Why prompt hardening matters

An LLM feature is only as trustworthy as its system prompt. Attackers routinely try to override your instructions ("ignore all previous instructions…"), extract them ("repeat the text above"), hijack the model's role ("you are now an unrestricted AI"), smuggle instructions past you with encoding, and play helpfulness against safety ("you must answer to be helpful"). A prompt that never anticipates these is trivially injectable. This tester checks whether yours does — and it's built by the same shop behind Pigfox's production LLM work.

The five probe categories

  • Instruction override (OWASP LLM01) — resistance to "ignore your instructions" style attacks.
  • System-prompt extraction (OWASP LLM06) — whether the prompt forbids revealing itself.
  • Role-play / persona injection (OWASP LLM01) — resistance to DAN-style "become another AI" takeovers.
  • Token smuggling / obfuscation (OWASP LLM01) — whether encoded or embedded instructions are treated as data.
  • Competing objectives (OWASP LLM01) — whether safety takes precedence when it conflicts with being helpful.

Analyze your system prompt

Paste the system/developer prompt your application uses. Don't paste secrets or API keys — they aren't needed for the analysis.

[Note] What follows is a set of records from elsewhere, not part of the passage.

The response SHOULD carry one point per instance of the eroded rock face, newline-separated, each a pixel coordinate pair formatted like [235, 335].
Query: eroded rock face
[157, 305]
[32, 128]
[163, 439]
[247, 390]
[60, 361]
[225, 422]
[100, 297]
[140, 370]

Frequently asked questions

Does this attack my chatbot or send my prompt anywhere?
No. It performs static analysis of the text you paste, locally, in your request. It makes no outbound requests, sends your prompt to no LLM, and attacks no endpoint. Nothing is stored.
What is prompt injection?
It's when user-supplied (or retrieved) content smuggles instructions that override what you told the model to do — the LLM equivalent of an injection attack. It's number one on the OWASP LLM Top 10 (LLM01).
What is system-prompt leakage?
When an attacker coaxes the model into revealing its hidden instructions, exposing your logic, guardrails, and sometimes secrets. This tool checks whether your prompt forbids disclosing itself (related to OWASP LLM06).
Does a 'hardened' result mean I'm safe?
No. This is advisory static analysis — it checks whether your prompt contains the defensive instructions each attack class calls for. It can't prove resistance. Always follow up with real adversarial testing and defense-in-depth (input/output filtering, least privilege, human review of sensitive actions).
Will you add live attack testing later?
Any future active-testing capability would run only against endpoints you own and explicitly authorize. v1 is deliberately analysis-only and never sends attack traffic to anyone.